If I cut a hole out of the drywall ceiling around one of these spots, I should be able to look at the opposite side of the drywall and see if the spot is all the way through, no? Wouldn't that probably tell me if it's water damage from the roof or somewhere above the ceiling?


----------



## mark sr (Jun 13, 2017)

Unless the drywall is soft I wouldn't cut any holes! It looks more like a containment than water stains although the paint fix is the same - a solvent based primer and latex paint.


----------



## de-nagorg (Feb 23, 2014)

Cutting a hole just to see the other side is going to take more repair work, than getting a young person to access the attic area and take pictures for you.

I once was hired to paint a ceiling where there were scores of spots similar to yours.

Turned out that someone had been picking their nose a lot, and flicking the booger up onto the ceiling.

And cleaning it off had created these spots after the tenant had vacated,

So no telling what could have caused this.
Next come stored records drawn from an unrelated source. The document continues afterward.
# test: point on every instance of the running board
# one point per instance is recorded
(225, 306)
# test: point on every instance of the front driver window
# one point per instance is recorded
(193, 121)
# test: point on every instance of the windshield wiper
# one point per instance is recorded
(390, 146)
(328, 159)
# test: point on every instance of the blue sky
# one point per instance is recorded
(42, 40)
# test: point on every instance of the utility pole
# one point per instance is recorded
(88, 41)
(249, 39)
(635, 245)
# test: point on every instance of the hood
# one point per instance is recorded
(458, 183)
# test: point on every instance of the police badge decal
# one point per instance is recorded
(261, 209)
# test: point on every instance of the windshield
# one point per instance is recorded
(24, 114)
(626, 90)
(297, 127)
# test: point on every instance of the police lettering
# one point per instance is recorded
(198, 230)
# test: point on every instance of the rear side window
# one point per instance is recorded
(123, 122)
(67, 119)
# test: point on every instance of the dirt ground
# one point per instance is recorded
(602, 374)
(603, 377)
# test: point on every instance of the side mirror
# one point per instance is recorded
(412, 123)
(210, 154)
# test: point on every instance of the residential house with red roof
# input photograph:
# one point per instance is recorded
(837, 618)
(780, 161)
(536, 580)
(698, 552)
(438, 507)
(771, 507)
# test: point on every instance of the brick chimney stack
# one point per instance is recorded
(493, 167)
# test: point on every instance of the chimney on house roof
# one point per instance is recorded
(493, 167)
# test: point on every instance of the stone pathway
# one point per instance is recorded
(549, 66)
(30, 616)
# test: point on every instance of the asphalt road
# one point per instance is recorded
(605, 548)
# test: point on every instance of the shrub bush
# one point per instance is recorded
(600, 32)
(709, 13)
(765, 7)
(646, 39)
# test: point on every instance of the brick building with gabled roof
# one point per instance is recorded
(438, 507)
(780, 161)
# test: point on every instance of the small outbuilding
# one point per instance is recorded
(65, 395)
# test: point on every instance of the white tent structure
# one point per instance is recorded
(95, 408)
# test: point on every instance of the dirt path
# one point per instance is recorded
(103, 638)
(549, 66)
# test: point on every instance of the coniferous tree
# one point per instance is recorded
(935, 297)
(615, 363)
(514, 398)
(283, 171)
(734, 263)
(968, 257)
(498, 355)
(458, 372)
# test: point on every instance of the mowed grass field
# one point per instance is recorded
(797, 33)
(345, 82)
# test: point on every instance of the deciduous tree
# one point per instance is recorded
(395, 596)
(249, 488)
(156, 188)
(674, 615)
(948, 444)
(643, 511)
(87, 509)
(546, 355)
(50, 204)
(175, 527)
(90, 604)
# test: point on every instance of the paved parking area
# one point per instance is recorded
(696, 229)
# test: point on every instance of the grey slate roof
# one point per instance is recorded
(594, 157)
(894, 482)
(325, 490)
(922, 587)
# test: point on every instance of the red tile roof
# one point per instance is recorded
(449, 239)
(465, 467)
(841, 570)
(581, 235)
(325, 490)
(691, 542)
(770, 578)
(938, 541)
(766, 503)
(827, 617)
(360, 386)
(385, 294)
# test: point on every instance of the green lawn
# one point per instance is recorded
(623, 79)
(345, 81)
Check for roof leaks, and then a good primer and paint to take care of this.



ED


----------



## ront02769 (Nov 28, 2008)

Didn’t read the whole t just looking at the spots brought back an issue I’ve dealt with in multiple bedrooms, e.b. Those self adhesive glowing star pattern things that need to be scraped off, sanded, hit with goof off, and finally hit with kilz.....


----------